Bahaya! Beberapa tahun terakhir, acapkali kita mendengar terjadinya kejahatan siber. Ternyata semakin canggih teknologi digital, semakin marak pula pelaku kejahatan siber. Begitu pula dengan cara-cara yang mereka gunakan dalam melakukan aksinya, semakin variatif saja.
Fakta berkata, menurut Badan Siber dan Sandi Negara (BSSN), ternyata ada lebih dari 700 juta serangan siber terjadi di Indonesia pada 2022. Wah, mengerikan sekali!
Jangan-jangan, kita adalah salah seorang yang pernah dibidik oleh pelaku kejahatan siber tersebut. Tetapi, kita masih beruntung tidak sampai menjadi korban. Atau memang karena kita adalah orang yang sudah melek dan siaga untuk mengantisipasi berbagai serangan siber.
Bisa dibayangkan kalau serangan siber itu benar-benar terjadi kepada orang yang mudah terpengaruh atau terjebak dengan berbagai upaya yang dilakukan para pelaku serangan siber tersebut. Mereka bisa saja menjadi korban.
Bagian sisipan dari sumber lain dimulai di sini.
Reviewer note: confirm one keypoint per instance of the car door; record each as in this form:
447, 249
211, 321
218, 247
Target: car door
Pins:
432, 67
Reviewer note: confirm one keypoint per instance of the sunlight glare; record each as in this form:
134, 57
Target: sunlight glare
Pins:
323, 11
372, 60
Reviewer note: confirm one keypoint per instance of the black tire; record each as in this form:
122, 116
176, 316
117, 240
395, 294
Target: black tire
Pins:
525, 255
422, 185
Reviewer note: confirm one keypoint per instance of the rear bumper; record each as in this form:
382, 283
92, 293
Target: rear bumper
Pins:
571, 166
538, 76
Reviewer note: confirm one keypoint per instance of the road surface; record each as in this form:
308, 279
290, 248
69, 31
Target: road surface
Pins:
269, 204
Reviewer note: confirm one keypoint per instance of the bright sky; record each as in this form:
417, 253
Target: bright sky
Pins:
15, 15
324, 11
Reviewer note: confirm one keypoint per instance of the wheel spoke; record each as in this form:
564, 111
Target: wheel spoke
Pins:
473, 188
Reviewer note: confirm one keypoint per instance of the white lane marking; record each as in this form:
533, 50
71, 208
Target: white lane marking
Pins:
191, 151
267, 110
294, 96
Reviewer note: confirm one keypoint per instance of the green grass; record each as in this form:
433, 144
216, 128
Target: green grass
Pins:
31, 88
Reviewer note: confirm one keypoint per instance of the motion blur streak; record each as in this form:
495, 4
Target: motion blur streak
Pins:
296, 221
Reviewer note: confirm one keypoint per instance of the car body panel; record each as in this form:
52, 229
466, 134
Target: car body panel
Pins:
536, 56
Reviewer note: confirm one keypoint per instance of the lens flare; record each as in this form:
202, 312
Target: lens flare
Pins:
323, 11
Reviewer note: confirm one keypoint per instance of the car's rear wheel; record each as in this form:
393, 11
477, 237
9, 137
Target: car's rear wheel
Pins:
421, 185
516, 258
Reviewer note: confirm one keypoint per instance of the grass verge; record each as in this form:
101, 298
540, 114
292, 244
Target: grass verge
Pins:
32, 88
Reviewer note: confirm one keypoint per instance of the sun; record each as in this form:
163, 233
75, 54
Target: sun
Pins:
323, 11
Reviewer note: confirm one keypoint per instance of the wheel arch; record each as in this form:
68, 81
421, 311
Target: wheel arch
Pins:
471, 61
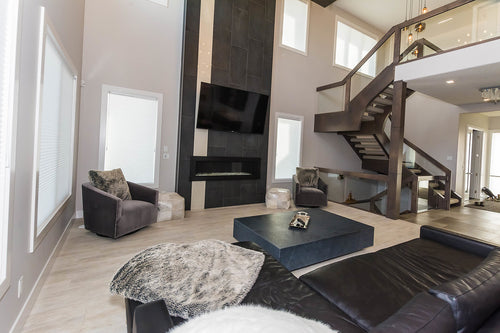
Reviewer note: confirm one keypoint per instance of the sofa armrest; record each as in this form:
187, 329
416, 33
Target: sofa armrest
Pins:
100, 207
152, 317
424, 314
143, 193
322, 186
456, 241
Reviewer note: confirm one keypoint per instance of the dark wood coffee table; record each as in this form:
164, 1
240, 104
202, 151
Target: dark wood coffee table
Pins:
327, 236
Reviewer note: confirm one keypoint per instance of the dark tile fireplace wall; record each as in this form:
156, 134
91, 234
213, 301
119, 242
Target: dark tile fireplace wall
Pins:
241, 58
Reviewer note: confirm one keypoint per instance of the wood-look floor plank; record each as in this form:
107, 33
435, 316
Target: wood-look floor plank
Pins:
76, 297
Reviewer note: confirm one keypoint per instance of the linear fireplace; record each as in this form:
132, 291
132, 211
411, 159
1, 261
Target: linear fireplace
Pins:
224, 168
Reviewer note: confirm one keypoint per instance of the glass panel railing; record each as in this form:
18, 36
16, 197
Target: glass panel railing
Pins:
419, 164
331, 100
474, 22
372, 67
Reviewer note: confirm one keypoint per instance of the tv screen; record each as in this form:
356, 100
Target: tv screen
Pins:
233, 110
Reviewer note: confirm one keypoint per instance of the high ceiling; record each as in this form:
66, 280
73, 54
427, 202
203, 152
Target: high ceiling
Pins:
383, 14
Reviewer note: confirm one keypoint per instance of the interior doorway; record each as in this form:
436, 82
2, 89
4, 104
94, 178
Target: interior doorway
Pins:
473, 164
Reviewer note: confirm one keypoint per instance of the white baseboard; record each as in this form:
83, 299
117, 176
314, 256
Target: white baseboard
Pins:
37, 287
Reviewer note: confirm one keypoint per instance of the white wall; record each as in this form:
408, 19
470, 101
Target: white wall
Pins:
67, 18
432, 125
135, 44
294, 83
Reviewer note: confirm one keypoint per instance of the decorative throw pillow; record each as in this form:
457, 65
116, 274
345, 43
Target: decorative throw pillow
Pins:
307, 177
252, 319
112, 182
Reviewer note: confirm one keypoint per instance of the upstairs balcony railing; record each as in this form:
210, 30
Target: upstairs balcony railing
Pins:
459, 24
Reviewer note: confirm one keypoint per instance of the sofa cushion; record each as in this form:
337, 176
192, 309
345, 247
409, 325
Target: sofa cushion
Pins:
424, 313
474, 296
135, 215
307, 177
492, 324
112, 182
391, 277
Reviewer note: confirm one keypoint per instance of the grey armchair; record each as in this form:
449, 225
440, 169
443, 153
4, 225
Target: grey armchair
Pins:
310, 196
110, 216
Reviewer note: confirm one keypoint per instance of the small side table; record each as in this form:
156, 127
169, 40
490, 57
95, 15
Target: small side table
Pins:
171, 206
278, 198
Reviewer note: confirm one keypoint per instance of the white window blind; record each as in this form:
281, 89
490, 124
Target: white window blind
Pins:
351, 46
295, 24
132, 134
8, 36
288, 146
494, 184
55, 132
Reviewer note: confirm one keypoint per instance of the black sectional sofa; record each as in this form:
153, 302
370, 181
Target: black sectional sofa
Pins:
440, 282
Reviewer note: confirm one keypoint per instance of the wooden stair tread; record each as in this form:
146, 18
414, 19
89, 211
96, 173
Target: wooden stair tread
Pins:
382, 101
374, 109
376, 157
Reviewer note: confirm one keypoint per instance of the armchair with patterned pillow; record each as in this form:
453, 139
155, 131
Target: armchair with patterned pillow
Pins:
308, 189
113, 207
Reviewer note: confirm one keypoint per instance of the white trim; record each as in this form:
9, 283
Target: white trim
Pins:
7, 215
354, 26
46, 29
106, 90
304, 53
37, 287
291, 117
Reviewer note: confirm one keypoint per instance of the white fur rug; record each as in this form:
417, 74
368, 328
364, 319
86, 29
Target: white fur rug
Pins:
251, 319
192, 278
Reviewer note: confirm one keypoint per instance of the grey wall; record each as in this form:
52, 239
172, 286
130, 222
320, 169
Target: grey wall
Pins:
295, 79
137, 45
241, 58
67, 18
Kembali pada pokok persoalan. Perlu diketahui bahwa dari begitu banyak serangan siber tersebut, ransomware atau malware adalah serangan siber paling dominan terjadi. Kalau berbicara tentang modus serangan siber semacam ini, biasanya dilakukan dengan meminta sejumlah dana sebagai tebusan dari para pemilik data.
Selain serangan siber ransomware atau malware, ada juga metode phishing dan eksploitasi kerentanan. Di mana kedua hal tersebut menempati peringkat kedua dan ketiga dalam urutan serangan siber.
Nah, industri perbankan sendiri ternyata tidak terlepas dari berbagai ancaman serangan siber. Bahkan acapkali kita mendengar serangan siber telah merugikan banyak nasabah perbankan. Meningkatnya ancaman kejahatan siber ini, tentu beriringan dengan berbagai inovasi dan kemajuan teknologi digital perbankan saat ini.
Berdasarkan informasi yang dirilis kompas.com (10/11/2021), Irfan Syukur selaku Departement Head Information Security Division PT Bank Rakyat Indonesia (BRI) menyampaikan, bahwa setidaknya ada lima kategori ancaman siber utama dalam industri perbankan saat ini.
Kelima kategori ancaman siber utama yang dimaksud seperti mobile devices, digital connectivity, malware, partnership, dan API (pelibatan vendor).
Dari kelima kategori tersebut, ada beberapa yang sangat sarat dengan berbagai aktivitas digital yang kita lakukan sehari-hari.